John Genzale, better known as New York Dolls then Heartbreakers (not to be confused with Tom Petty's band of the same name, started a year later), and finally solo punk guitarist Johnny Thunders died of a heroin overdose today 1991. While American rock radio actively squashed the late 70's punk rock rebellion forming in New York, the British loved it. Many Dolls fans there started bands of their own, and Thunders and the Heartbreakers went there to replace The Ramones on a tour with The Sex Pistols, The Clash, and The Damned. The Heartbreakers signed to The Who managers Kit Lambert and Chris Stamp's Track Records label to make the legendary L.A.M.F. album (Like A Mother ****er). Afterward John stayed behind in London and recorded solo work with guest appearances from the likes of Phil Lynott of Thin Lizzy, Chrissie Hynde of The Pretenders, and Steve Marriott.
Liverpool resident Peter Hodgson was cleaning his attic today in 1995 when he made a somewhat valuable discovery: A reel-to-reel tape containing 19 of The Beatles earliest recordings from 1959. It seems Hodgson's father had lent his recorder to Paul McCartney back in the day.
Rock and Roll Birthdays
Texas singer Roy Orbison would be 83. It was tonight in 1988 that he decided to celebrate his 52nd birthday by going to a Bruce Springsteen concert. The Boss led the E-Street Band and the crowd in singing Happy Birthday to him. He died of a heart attack in December of that year. Roy was enjoying a huge resurgence in popularity, largely due to his work with The Traveling Wilburys.

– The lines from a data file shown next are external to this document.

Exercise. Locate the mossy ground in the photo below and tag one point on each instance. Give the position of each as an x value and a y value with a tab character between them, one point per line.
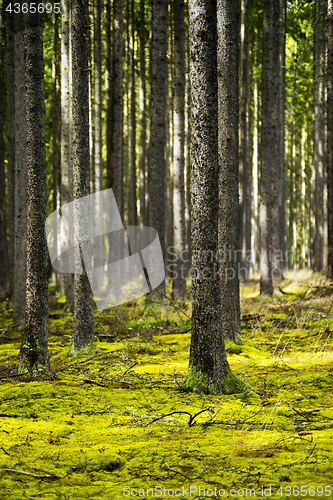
87	431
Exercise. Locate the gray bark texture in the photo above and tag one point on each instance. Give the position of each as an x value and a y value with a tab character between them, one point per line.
143	117
115	168
229	224
158	131
319	130
179	229
34	355
266	283
132	216
329	139
245	147
208	371
56	124
3	257
66	156
83	321
10	105
276	186
20	258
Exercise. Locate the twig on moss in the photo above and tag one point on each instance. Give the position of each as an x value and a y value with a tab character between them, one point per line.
191	420
31	474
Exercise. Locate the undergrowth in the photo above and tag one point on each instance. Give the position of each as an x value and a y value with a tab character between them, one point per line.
117	423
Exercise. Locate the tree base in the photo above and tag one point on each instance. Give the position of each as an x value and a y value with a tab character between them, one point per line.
201	383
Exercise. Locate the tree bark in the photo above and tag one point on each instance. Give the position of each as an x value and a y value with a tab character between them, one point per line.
10	115
329	138
319	130
34	355
227	61
3	257
266	284
83	321
66	156
158	132
20	262
208	371
179	281
143	118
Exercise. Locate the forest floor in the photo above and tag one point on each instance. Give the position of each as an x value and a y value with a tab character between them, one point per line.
116	424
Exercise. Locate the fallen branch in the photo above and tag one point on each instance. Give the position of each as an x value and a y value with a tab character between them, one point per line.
31	474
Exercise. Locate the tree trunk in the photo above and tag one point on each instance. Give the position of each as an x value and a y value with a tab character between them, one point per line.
227	60
157	145
276	187
98	158
66	156
329	139
132	194
319	129
244	144
83	321
266	284
179	281
20	263
10	115
56	122
3	259
34	355
208	371
143	124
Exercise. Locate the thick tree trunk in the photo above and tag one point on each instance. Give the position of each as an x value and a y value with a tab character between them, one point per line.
208	370
3	257
266	284
33	353
83	321
157	145
20	263
10	115
329	139
227	60
66	156
179	281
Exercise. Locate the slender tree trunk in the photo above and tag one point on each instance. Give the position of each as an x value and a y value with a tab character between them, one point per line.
208	370
66	156
157	146
329	139
143	118
319	129
244	145
56	122
20	263
229	224
10	105
276	188
132	194
108	86
179	282
98	158
3	259
255	173
33	353
83	321
266	283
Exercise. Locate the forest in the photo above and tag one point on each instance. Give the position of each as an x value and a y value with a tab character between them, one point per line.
166	249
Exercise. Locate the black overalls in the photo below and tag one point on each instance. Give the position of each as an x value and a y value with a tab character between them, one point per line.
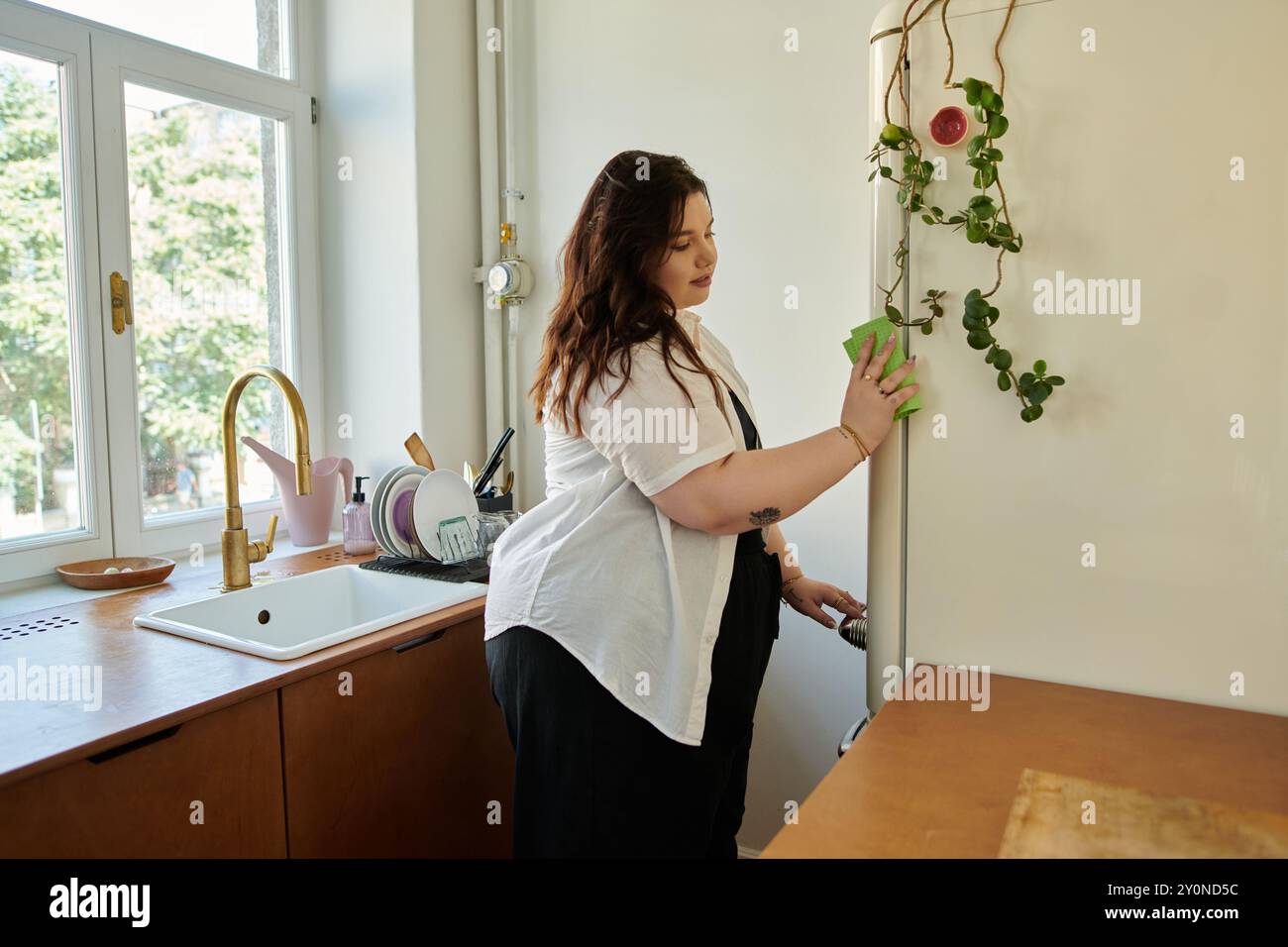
592	779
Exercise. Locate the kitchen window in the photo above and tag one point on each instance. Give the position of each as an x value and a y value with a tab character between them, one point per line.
159	157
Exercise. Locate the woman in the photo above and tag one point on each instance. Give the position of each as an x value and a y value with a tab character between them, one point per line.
631	613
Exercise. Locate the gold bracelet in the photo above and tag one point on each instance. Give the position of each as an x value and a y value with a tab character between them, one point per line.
849	432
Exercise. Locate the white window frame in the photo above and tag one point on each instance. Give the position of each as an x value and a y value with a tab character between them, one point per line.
104	58
67	46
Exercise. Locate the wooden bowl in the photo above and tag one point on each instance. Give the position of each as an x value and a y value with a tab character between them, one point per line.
145	570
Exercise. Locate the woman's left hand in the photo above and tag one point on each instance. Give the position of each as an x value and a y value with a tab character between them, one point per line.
807	596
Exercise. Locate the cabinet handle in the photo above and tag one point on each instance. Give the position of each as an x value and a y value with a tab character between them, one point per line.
417	642
134	745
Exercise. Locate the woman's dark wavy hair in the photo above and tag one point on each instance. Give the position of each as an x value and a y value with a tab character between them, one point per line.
608	298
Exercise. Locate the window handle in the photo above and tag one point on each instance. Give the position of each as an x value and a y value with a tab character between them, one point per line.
123	308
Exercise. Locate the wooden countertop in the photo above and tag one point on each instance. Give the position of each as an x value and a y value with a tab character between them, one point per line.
935	780
153	680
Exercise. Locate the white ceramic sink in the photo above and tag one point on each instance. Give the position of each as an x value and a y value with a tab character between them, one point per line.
290	617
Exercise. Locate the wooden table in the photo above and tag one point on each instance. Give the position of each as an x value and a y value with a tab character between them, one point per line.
935	780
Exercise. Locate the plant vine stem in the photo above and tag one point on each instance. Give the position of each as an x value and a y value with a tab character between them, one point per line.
943	18
1006	215
997	48
903	52
997	178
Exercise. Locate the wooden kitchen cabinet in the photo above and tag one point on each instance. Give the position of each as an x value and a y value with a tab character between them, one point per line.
137	800
399	754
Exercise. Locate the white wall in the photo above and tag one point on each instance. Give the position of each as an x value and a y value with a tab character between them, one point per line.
400	313
781	141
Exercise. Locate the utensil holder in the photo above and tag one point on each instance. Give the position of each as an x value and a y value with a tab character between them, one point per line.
496	504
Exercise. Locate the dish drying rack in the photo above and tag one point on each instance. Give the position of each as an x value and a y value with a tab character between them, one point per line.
465	571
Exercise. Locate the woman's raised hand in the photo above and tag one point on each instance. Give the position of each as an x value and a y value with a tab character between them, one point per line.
868	405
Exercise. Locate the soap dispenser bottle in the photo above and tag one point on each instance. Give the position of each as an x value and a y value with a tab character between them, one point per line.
359	538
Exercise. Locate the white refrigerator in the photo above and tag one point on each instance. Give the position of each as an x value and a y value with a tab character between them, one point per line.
1134	536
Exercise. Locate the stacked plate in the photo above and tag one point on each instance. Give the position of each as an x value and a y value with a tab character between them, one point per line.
408	505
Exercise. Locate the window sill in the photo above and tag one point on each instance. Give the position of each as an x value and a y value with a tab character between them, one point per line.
33	595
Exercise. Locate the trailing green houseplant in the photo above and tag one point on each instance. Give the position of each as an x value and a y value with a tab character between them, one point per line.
986	218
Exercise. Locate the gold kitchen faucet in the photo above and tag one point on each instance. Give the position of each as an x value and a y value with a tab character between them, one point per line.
239	552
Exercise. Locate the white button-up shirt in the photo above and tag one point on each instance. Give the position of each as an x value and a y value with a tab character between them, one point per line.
631	594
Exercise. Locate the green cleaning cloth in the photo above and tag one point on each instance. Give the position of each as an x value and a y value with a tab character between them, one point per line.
883	328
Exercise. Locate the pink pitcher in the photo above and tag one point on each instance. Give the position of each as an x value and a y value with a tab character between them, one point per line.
308	518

Ray "Captain Sensible" Burns, guitarist of influential Brit-Punk band The Damned is 65, and though relatively unknown in America is a major star in Britain. Still, The Damned managed to sell out the Showbox here in Seattle earlier this year.
Def Leppard lead guitarist and songwriter Steve Clark would be 59. if he hadn't died of a combination of alcohol and prescription drugs at age 30. He was inducted into the Rock and Roll Hall of Fame posthumously with the band in 2018.